Welcome to Summer camp

Nicole Kidman and writer Paul Rudnick talk about remaking The Stepford Wives in an era when "traditional values" are scarier than ever

BY Alonso Duralde

May 11 2004 12:00 AM ET

If Walking
Tall
and The Punisher and all the other
vengeance movies this year have been Hollywood’s
response to 9/11, then the new remake of The
Stepford Wives
just might be the gay
mafia’s response to the current debate about
“protecting traditional marriage.” Out
mogul Scott Rudin teamed his In & Out
writer Paul Rudnick with Nicole Kidman, the Oscar-winning
star of Rudin’s The Hours, in this
reinterpretation of Ira Levin’s spooky novel
(originally adapted to film in 1975) about a
Connecticut suburb whose veneer of “perfect”
wives hides a disturbing secret.
Rudnick, who previously blended laughs with
chills in the Addams Family films, saw this as
a remake ripe for someone with his wicked gifts.
“I looked at a Pauline Kael review of the original
film,” he says, “and she said she felt that
the comedy was so inherent in this material that she
wondered why the earlier film hadn’t brought
that out to a greater degree.
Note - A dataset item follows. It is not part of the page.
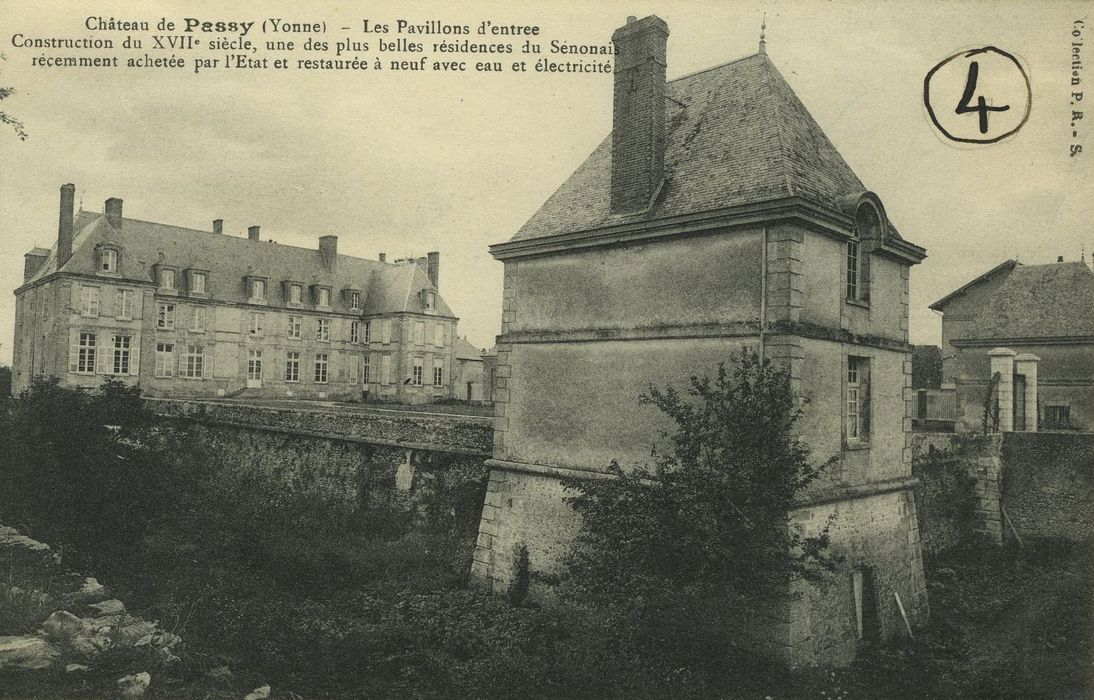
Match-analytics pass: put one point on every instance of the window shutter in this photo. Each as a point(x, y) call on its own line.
point(135, 356)
point(73, 349)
So I felt
emboldened.” And on the heels of such serious epics
as The Hours, Dogville, and Cold
Mountain,
this sci-fi satire gave Kidman an
all-too-rare chance to show the comic chops that won her
such acclaim in Gus Van Sant’s To Die
For.
Kidman and Rudnick’s mutual admiration
was evident in a phone interview with The Advocate.

Was this remake an idea you came up with, or was it
pitched to you?

Rudnick: No, the producer, Scott Rudin, whom
I’d worked with on many projects before, came
to me because the rights to the underlying
material—not just the original film but the original
novel, which was written by Ira Levin—became
available. So I think there were several parties that
were interested in the rights. Scott made a bid and
then called me up. I have a very common knee-jerk reaction
when I hear the title Stepford Wives. There are
so many people who may not even have seen the original
film or read the book, but they’re so familiar
with the title.

Oh, yeah, it’s definitely entered the lexicon.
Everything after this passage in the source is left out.